The Rel command-line interface can help you specify the appropriate file name. Use the “Get file path” toolbar item to find and insert the file name. The button is shown, in a highlight box with a red circle, here:

Built-in JDBC support is provided for MySQL, MariaDB, PostgreSQL, Oracle Database and Microsoft SQL Server. E.g.:

VAR myvar EXTERNAL JDBC “jdbc:mysql://localhost/database,sqluser,sqluserpw,MyTable”;

VAR myvar EXTERNAL JDBC “jdbc:mariadb://localhost/database,sqluser,sqluserpw,MyTable”;

VAR myvar EXTERNAL JDBC “jdbc:postgresql://localhost/database,sqluser,sqluserpw,MyTable”;

VAR myvar EXTERNAL JDBC “jdbc:oracle:thin:@localhost:1521:database,sqluser,sqluserpw,MyTable”;

VAR myvar EXTERNAL JDBC “jdbc:sqlserver://localhost:1433;databaseName=database,sqluser,sqluserpw,MyTable”;

Writing to CSV and Spreadsheet Files

The Rel user interface supports exporting relations from variables (relvars), views, and queries to CSV (comma separated value) and XLS or XLSX spreadsheet files.

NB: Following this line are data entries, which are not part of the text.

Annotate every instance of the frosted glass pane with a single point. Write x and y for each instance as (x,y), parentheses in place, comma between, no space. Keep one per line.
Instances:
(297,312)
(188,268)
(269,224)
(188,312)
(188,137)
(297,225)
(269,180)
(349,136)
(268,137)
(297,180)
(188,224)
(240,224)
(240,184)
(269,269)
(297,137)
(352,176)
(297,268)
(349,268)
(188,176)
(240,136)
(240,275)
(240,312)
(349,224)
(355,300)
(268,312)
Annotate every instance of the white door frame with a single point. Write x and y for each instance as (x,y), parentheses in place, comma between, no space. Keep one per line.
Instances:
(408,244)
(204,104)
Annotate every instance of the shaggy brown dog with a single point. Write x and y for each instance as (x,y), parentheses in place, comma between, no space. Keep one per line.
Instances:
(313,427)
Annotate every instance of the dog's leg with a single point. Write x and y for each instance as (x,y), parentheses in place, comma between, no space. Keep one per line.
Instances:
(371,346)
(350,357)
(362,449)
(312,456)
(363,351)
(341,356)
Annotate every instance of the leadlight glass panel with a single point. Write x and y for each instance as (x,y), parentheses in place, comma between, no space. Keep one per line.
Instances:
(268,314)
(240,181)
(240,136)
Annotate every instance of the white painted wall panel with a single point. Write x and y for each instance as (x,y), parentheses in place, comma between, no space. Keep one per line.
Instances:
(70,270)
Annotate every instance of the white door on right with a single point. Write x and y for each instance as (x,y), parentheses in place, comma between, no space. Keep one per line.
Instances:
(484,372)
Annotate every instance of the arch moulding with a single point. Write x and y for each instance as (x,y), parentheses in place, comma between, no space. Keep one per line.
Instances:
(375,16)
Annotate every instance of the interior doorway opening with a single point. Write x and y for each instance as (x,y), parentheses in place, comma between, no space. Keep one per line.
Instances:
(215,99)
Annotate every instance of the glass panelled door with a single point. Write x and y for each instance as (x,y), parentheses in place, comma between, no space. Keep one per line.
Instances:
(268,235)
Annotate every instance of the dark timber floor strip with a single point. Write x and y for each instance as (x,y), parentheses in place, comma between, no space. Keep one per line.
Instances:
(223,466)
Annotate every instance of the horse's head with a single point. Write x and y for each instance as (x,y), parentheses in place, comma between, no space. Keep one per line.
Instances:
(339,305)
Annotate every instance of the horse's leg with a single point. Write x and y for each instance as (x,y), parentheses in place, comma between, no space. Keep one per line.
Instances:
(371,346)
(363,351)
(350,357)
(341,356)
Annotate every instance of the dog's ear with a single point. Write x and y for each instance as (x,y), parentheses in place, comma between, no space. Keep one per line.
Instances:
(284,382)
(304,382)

To export from variables and views, right-click on the variable or view name to bring up a menu, as shown here:

Select the Export menu item. The following dialog box will appear:

Once you’ve chosen the appropriate file format, press the Export button to choose a filename and export the file.

You can also export CSV and XLS/XLSX files from the Rev Visual Query Language. Select the “Rev” mode (note that the Rev extensions must be installed) and load or define a query like the following and click on the ‘?’ of any query node, as shown with a red circle here:

That will pop up a dialog box that shows you the Tutorial D code for the query, along with four option buttons, as shown here:

You can then click the “Export query results to file” button…

…to choose a file format and export the results of evaluating the query.